No dia 9 de fevereiro, um indígena foi agredido depois de questionar um homem que dirigia pela área do tekoha sem a autorização das lideranças. O agressor estava acompanhado e, segundo os Avá-Guarani, carregava uma arma no interior de seu veículo. A agressão foi filmada pelos indígenas.
“Quando chamamos a Polícia Militar, a Polícia Civil, eles disseram que precisam de autorização da Funai para nos atender”, relata uma liderança do tekoha, cuja identidade não será revelada por motivo de segurança. “Eles [os agressores] falam: pode fazer as denúncias onde você quiser. E ficamos com medo, porque já fomos em vários lugares e nunca fomos atendidos”.
Os indígenas relatam que aos finais de semana, com frequência tiros são disparados contra a aldeia. “Eles ameaçam, falam que ali não é lugar dos índios, que índio é vagabundo, que não trabalha”, afirma a liderança.
Tentativas de atropelamento também são comuns. Um agente de saúde indígena, não identificado pela mesma razão, conta que estava acompanhando um paciente para o atendimento médico por uma das estradas que margeiam o tekoha quando viram um carro acelerar em sua direção.

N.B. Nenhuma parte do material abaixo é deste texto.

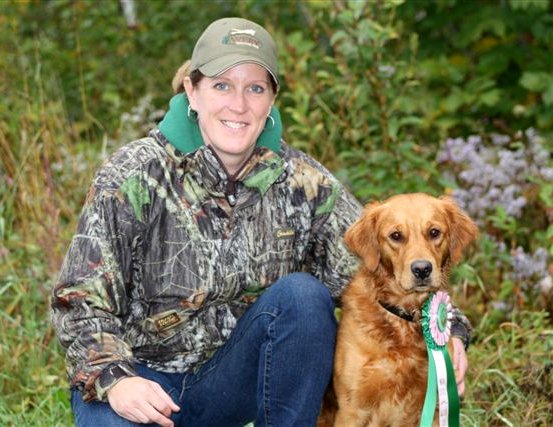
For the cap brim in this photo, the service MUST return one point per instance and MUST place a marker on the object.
(221, 64)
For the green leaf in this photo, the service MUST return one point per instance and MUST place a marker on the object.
(535, 81)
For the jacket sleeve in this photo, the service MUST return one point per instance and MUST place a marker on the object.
(331, 260)
(90, 298)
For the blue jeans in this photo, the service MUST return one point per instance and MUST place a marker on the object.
(273, 370)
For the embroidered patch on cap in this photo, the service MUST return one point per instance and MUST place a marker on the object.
(242, 37)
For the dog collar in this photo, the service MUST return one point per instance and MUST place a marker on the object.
(398, 311)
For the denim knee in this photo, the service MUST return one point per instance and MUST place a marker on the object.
(304, 294)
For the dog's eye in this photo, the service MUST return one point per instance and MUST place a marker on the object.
(434, 233)
(396, 236)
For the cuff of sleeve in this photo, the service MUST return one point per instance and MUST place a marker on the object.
(459, 330)
(111, 376)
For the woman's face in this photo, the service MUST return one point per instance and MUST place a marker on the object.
(232, 110)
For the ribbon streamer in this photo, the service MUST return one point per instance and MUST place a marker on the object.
(441, 384)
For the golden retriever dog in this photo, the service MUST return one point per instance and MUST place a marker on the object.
(406, 245)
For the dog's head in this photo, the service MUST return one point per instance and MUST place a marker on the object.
(412, 238)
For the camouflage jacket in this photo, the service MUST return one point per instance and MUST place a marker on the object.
(169, 252)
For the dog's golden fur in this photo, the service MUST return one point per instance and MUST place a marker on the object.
(406, 245)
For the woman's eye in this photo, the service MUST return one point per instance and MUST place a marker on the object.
(434, 233)
(396, 236)
(257, 89)
(221, 86)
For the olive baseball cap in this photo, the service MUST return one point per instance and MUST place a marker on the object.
(231, 41)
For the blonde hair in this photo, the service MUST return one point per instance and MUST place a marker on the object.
(182, 72)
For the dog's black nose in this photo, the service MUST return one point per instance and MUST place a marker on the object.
(421, 269)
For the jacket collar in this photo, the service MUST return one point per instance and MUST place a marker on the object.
(184, 133)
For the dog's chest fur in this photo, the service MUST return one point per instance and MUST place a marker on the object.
(382, 358)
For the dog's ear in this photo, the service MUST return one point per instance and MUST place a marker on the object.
(361, 237)
(463, 229)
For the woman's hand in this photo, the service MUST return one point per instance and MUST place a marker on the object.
(142, 401)
(460, 364)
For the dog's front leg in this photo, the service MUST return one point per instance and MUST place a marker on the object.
(350, 417)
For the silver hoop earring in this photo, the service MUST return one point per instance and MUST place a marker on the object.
(192, 115)
(272, 122)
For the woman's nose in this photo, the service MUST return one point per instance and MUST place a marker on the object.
(238, 102)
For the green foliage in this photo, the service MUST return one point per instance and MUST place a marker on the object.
(372, 89)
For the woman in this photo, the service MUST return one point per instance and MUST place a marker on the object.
(199, 287)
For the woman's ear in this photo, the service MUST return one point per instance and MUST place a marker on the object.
(190, 91)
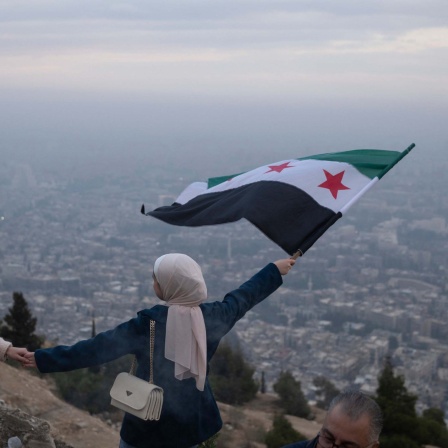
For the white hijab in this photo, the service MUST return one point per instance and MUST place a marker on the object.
(183, 288)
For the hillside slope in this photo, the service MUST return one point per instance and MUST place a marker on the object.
(243, 426)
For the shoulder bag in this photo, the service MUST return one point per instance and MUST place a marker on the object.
(135, 396)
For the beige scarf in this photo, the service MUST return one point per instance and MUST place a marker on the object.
(183, 287)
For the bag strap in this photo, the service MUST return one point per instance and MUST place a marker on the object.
(152, 335)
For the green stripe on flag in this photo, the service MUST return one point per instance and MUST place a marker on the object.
(213, 181)
(370, 162)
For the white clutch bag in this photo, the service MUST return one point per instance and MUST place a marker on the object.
(135, 396)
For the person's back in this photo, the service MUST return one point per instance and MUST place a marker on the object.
(187, 334)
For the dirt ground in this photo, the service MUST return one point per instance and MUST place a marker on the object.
(20, 389)
(243, 426)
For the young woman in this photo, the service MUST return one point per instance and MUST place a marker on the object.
(187, 334)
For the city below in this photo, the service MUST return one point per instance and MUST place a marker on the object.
(374, 285)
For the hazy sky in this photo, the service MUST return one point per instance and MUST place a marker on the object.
(315, 75)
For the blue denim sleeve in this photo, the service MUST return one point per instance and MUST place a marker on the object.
(220, 317)
(128, 337)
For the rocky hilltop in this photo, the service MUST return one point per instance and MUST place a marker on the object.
(30, 410)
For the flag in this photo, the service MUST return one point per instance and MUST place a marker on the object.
(293, 202)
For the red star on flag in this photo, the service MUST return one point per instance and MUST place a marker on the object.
(334, 183)
(278, 168)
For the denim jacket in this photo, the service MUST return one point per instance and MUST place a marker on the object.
(189, 416)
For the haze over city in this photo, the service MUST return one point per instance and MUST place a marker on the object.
(106, 105)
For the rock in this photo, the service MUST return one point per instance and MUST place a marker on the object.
(18, 428)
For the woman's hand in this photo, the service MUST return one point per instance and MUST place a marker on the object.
(17, 353)
(285, 265)
(29, 360)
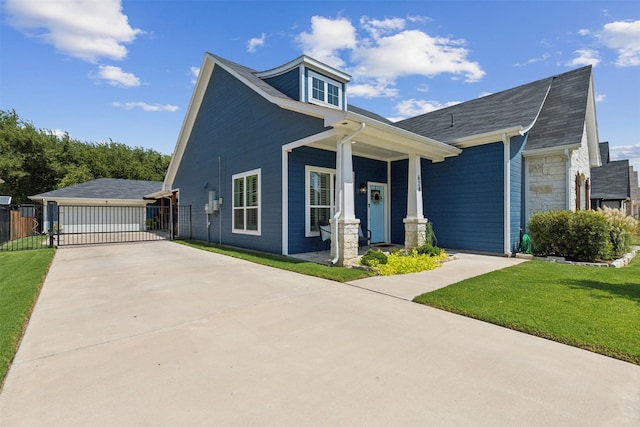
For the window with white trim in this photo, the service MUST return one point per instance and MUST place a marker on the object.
(319, 198)
(323, 90)
(246, 202)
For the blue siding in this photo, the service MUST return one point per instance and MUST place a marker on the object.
(399, 180)
(365, 170)
(463, 198)
(287, 83)
(516, 191)
(246, 132)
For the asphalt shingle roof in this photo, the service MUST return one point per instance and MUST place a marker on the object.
(105, 188)
(611, 181)
(561, 119)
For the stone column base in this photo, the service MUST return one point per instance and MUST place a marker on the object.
(415, 232)
(347, 242)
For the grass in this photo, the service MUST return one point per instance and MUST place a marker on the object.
(29, 242)
(21, 277)
(338, 274)
(597, 309)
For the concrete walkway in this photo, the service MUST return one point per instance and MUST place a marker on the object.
(159, 334)
(462, 266)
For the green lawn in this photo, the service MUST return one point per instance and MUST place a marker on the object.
(21, 276)
(593, 308)
(338, 274)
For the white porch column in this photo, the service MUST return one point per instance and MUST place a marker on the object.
(415, 224)
(414, 188)
(345, 229)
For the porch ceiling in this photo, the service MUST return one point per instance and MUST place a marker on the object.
(382, 142)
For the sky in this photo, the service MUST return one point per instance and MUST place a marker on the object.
(125, 71)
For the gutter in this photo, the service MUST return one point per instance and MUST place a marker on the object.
(339, 166)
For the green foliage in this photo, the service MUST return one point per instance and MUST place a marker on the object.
(596, 309)
(34, 161)
(373, 257)
(622, 228)
(429, 249)
(405, 263)
(580, 236)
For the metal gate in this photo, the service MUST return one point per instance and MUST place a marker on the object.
(21, 227)
(35, 226)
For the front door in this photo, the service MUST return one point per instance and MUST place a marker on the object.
(377, 202)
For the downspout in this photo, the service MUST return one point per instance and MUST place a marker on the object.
(340, 160)
(507, 194)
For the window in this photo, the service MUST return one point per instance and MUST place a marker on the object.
(319, 198)
(323, 90)
(246, 203)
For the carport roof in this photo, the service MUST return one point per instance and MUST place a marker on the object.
(104, 189)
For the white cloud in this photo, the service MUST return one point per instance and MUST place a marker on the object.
(413, 52)
(369, 90)
(194, 72)
(116, 77)
(377, 27)
(327, 37)
(621, 152)
(415, 107)
(84, 29)
(255, 42)
(585, 57)
(624, 37)
(145, 107)
(380, 51)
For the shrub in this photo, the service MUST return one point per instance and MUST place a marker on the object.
(549, 232)
(581, 236)
(373, 257)
(622, 228)
(428, 249)
(412, 262)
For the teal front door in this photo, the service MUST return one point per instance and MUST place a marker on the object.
(377, 212)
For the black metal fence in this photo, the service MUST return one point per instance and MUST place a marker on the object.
(21, 227)
(35, 226)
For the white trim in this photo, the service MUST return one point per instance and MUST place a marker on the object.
(326, 81)
(550, 151)
(507, 194)
(385, 208)
(285, 201)
(307, 201)
(244, 175)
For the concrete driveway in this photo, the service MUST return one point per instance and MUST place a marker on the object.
(160, 334)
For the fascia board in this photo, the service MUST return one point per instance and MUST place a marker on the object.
(486, 138)
(559, 150)
(395, 134)
(202, 82)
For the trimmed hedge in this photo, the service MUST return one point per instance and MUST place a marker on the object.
(579, 236)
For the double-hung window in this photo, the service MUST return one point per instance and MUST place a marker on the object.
(246, 202)
(324, 91)
(319, 198)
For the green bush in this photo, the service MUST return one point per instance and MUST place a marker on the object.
(373, 257)
(622, 229)
(428, 249)
(412, 262)
(579, 236)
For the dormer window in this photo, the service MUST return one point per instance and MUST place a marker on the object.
(324, 91)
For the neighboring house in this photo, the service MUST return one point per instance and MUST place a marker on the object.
(615, 184)
(285, 151)
(79, 206)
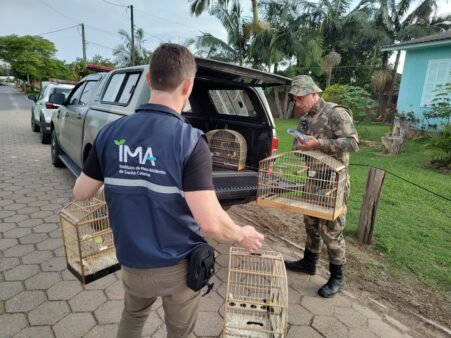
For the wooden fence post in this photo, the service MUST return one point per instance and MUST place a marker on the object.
(370, 204)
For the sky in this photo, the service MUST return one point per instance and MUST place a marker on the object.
(162, 21)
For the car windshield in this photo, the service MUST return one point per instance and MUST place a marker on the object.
(64, 91)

“Vimos o carro vindo e nos jogamos, pulamos uma cerca para escapar. Isso é comum. Quando vemos um carro vindo, já ficamos atentos”, explica o agente. “Isso acontece porque estamos reocupando nossos tekoha. Eles querem fazer a gente desistir da luta, desistir do nosso território”.
A situação de desamparo por parte das autoridades policiais contribui para aprofundar a insegurança em que vivem os Avá-Guarani. Uma situação ocorrida no tekoha Tajy Poty, que também compõe a TI Guasu Guavirá, é outro exemplo desta situação.
Segundo o relato dos indígenas, eles acolheram em seu tekoha um não-indígena paraguaio que havia sido expulso da fazenda onde trabalhava. Passado algum tempo, ele estuprou uma mulher indígena.
Os Avá-Guarani chamaram a polícia e, como não obtiveram resposta, acabaram agredindo e algemando o homem, antes de chamar uma ambulância para encaminhá-lo ao hospital. Quando o fazendeiro tomou conhecimento da agressão, passou a ameaçar de morte lideranças da aldeia.